Not understanding the phrase “stuff needs to happen” - Stuff needs to HAPPEN in your screenplay. The problem is that young writers don't know what the word “happen” means. They think it means your character going to bars and talking with their friends or going to work for yet another boring workday. Yeah, technically something is “happening” in those scenes, but nothing INTERESTING is happening. In order to make something of interest happen, have the scene push your story forward. So instead of plopping two characters down in a location to discuss their lives, have them trying to figure out something that has an impact on the story. Maybe one of them is thinking of moving to a new city. Maybe one of them is thinking of asking their dream girl out. Now there's an actual purpose to the conversation so we’ll be invested in how it ends. “Happening” basically means writing a scene where you’re pushing the story forward. If you're not doing that, your scene’s probably boring.
An unfocused story – I can tell you right now, one of the quickest ways to reading boredom is when I lose track of what’s going on. The script’s become so unfocused that I don’t care anymore. We've ended up in a house in another state with a character whose goal I’ve forgotten trying to contact somebody I don’t know about something that’s never been fully explained. Of course I’m bored. A lack of focus almost always stems from an unclear character goal. If we’ve forgotten (or never been told) what the protagonist is after and why, then the script drifts into a sea of murkiness. So the lesson here is, MAKE SURE THE READER KNOWS WHAT THE CHARACTER IS AFTER. There's never any doubt that Indiana Jones is going after the Ark. That’s why that script whizzes by. So make sure you establish that and don’t be afraid to remind us every once in awhile. Because as soon as we lose track of what’s going on, we start to lose interest.
You’re not putting enough effort into your choices - Recently I read this script I felt could easily be a movie. It was very marketable and the kind of thing a studio would want to add to their slate. But it was incredibly boring. And it was boring because every choice the writer made was the most obvious choice in the world. The main character was a cliche obvious choice.
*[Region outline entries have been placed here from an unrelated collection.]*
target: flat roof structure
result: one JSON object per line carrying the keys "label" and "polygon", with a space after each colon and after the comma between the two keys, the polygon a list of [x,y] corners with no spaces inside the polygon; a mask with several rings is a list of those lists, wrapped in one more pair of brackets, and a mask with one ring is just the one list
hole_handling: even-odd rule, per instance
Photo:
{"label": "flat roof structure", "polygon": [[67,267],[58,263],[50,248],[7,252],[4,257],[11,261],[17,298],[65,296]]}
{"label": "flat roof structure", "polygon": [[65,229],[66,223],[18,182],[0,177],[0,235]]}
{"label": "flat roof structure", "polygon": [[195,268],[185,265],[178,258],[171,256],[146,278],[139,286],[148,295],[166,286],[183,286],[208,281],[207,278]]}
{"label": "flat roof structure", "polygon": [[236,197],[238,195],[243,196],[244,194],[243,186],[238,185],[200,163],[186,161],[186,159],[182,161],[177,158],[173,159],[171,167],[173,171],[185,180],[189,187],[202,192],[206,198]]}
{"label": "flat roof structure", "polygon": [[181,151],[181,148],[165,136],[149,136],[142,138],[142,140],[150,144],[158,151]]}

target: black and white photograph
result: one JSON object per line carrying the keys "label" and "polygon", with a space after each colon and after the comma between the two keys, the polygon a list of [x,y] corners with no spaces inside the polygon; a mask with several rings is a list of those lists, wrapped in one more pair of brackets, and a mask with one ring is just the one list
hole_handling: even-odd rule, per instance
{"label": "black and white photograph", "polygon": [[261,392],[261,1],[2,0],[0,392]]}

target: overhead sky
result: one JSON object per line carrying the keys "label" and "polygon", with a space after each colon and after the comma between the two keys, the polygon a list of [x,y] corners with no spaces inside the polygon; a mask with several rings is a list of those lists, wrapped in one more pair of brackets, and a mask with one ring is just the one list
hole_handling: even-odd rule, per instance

The scenes were all scenes I’d seen a million times before. The funny sidekick character had nothing new to him. It was like the writer never thought past the first thing that popped into his head. It’s your job as a writer to always ask the question: “Can I come up with something better, more interesting, more original, or cooler than this?” Chances are you can. But most writers don’t take the time because it’s too much work. Well I got news for you. Screenwriting ain’t all fun. It’s work. I would go so far as to say if writing a script is pure fun for you, you’re not working hard enough. Challenge your choices. Come up with better ones. Don’t be the guy who sends out a script where everything is obvious, general, and cliché.
And there you have it. Now get back to your current screenplays and make sure you're not making any of these mistakes. Good luck!